I think we're all learning from this, and I think you will be learning from all mistakes made as well.
The first region I built with CAM was definitely not the best one...
each new region I've started has always been better than any previous ones... ::)

Remember to rotate between your cities and play them all once in a while.
And keep your eyes on the demand bars before deciding what to do next. ;)
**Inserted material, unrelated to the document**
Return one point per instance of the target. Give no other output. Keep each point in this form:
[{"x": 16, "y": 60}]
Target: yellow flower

And let the simulator take its time. Rome wasn't built in a day! $%Grinno$%

flame1396

Quote from: Landwalker on January 14, 2008, 01:18:48 PM
And where/how, exactly, does one do this?  In the NAM Installation, RCS is one of the options under Traffic Plugins (along with things like Standard, Commute 5x, Speed 10x, Perfect Pathfinding, and the like), stating that it significantly improves pathfinding and commute allowance (which I take to mean the amount of commute a sim will tolerate), possibly among other things (I've finally managed to betake myself to the library to try to get some work done), but says nothing, if I remember correctly, about travel speed.  I assumed, then, that the RCS was simply an amalgamation of several of the traffic plugin options pertaining to commute and pathfinding (since, on installation, you can't pick more than one, i.e. can't choose both Perfect Pathfinding and Commute x10, or whatever) in order to "optimize" (or whatever) the choice.

Cheers.

Use a program like iLive's Reader. And as far as I could tell, the file contained base values (at least for capacity)
The most astounding and unique aspect of the human race is our fervent application of our ingenuity to kill each other, thus completely defying the near-universally proven fact that the ultimate goal of a member of a species is to ensure the survival of the species.

xxdita

I've found two approached that work really well. You can either start with what will eventually be your CBD, and grow out from there, or you can start in the corners, working inwards. When starting with corners, I zone a lot of Agricultural land, for the rural effect, then as my region develops with suburbs, county seats, and a solid downtown I go back and demolish the early staged farms so that higher stages can grow.

SC4BOY

hmmm.. I rarely zone dense zone in residences.. I have level 11's growing in my cities.. in fact stopping the BOOM outstripping my ability to supply support is a constant fight.. I have a lot of dense commercial, but frankly I think i probably screwed taht up.. i probably didn't need higher than medium.. I have one small area of dense res where I got 3 BAM BAM HKBAT residences pop up with 40000 R$'s.. Now I'm trying to be sure they can get to work and stuff.. everything is working at 300+% capacities for now .. hehe


xxdita

SC4boy, hopefully some of those network congestions will be helped out with the upcoming network mods by JPlumbley and Mott. It can be a traffic nightmare when a Stage 15 R$ develops on the street it's zoned with. Even worse with a Stage 14 or 15 R$$$, who all but refuse to use mass transit.